Hayreddin Efendi was brought up next to Cemâl-i Halveti (Cemaleddin), known as Çelebi Khalifa, the leader of the Cemâliyye branch, one of the four main branches of the Khalwati tariqa. He joined him while he was in Tokat, continued his studies in Amasya, and went to Istanbul on the orders of his mentor (murshid). Sultan Bayezid II met Hayreddin-i Tokadi when he was governor of Amasya, and after he became sultan he met with him at the Sümbül Efendi (a successor of Çelebi Khalifa Cemaleddin) dergah in Istanbul where he entered seclusion. Hayreddin-i Tokadi continued his guidance (irshad) activities in Bolu and Düzce Pazar and was the mentor of Shaban Wali, the founder of Halvetiyye-Şâbâniyye order.

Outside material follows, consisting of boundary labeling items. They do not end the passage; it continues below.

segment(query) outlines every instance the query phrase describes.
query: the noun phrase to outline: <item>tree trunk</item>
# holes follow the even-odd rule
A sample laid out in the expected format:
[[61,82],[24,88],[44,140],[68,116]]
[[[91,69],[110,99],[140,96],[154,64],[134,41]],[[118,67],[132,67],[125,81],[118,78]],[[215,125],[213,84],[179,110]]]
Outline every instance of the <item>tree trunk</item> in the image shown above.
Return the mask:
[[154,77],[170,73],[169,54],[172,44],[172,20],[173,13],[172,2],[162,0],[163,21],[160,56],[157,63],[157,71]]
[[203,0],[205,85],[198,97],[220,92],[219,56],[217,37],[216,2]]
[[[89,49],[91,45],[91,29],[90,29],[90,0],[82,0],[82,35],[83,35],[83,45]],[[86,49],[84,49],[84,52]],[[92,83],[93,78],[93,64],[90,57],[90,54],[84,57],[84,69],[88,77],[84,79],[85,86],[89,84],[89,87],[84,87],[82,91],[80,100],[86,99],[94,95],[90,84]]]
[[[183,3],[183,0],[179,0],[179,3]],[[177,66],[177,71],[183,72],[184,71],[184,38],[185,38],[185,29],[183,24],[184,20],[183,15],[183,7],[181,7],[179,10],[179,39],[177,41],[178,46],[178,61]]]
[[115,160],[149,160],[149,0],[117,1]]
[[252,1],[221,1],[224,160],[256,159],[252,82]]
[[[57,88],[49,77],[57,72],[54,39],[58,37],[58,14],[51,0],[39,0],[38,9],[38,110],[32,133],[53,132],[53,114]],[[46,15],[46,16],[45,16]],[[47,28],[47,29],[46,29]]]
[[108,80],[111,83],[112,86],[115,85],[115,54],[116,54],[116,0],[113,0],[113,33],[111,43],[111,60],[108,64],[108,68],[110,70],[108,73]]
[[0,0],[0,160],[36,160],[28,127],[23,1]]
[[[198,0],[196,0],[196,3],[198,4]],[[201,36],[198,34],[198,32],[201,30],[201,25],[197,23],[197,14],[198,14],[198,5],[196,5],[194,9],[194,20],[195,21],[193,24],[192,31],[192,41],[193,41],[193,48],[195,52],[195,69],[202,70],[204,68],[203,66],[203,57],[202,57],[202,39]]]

In addition to him, he trained caliphs such as Muslihuddin-i Konrapavi and Mahmud-i Kürevi.

== Name mixup ==
The first authors to mention Hayreddin Effendi are Nev'îzâde Atâî (Zeyl-i Şekāik, p. 62), Şeyhî Mehmed Efendi (Vekāyiu'l-Fuzalâ, p. 51), and İbrâhim Hâs (Şabaniyya Silsilesi, p. 65) and they state he was from Konrapa, a town in Bolu Province in Ottoman times, present-day Konuralp in Düzce Province. Omer Fuadi, the contemporary of Atai and a Halveti-Shabani sheikh, stated that Hayreddin was active in Bolu without giving any information about his place of birth. In later sources such as Tomar-Halvetiyye (pp. 57, 62–63) and Sefîne-i Evliyâ (III, pp. 512–513) and in studies based on these, evidence suggests Hayreddin Efendi was thought of being from Tokat because he was confused with another Halveti sheikh of the same name mentioned in Cemaleddin Hulvî's Lemezât (v. 280b - 281a).

Hayreddin Efendi of Tokad, whom Hulvî met in Bursa in 1008 AH (1599-1600 AD), became a follower of Shaban Efendi of Kastamonu (Şaban-ı Veli) who in turn was one of the caliphs (successors) of Hayreddin Efendi of Konrapa. On the other hand, Hayreddin Efendi of Tokad was engaged in irshad activity in Bursa. He died in 1018 (1609) and was buried in Bursa (ibid).

== Legacy ==
A Halveti-Shabani sheikh, Ibrahim Has, states that Hayreddin Efendi died in 931 (1525), was buried in a place called Dutaş in Bolu, and says that his grave is among the great pilgrimage sites. The estimated date of Shaban Wali becoming a disciple of Hayreddin Efendi in Bolu is 925 (1519) and he was sent to Kastamonu as a caliph after serving him for twelve years. In this case, it follows that Hayreddin Efendi died in 937 (1530).

The tomb (türbe) of Hayreddin Tokadi lies in his dergah at a distance of 13 km from Bolu city center, close to Lake Abant exit of TEM highway midway between Istanbul and Ankara. Annual commemoration ceremonies are held here with a wide participation in the summer season.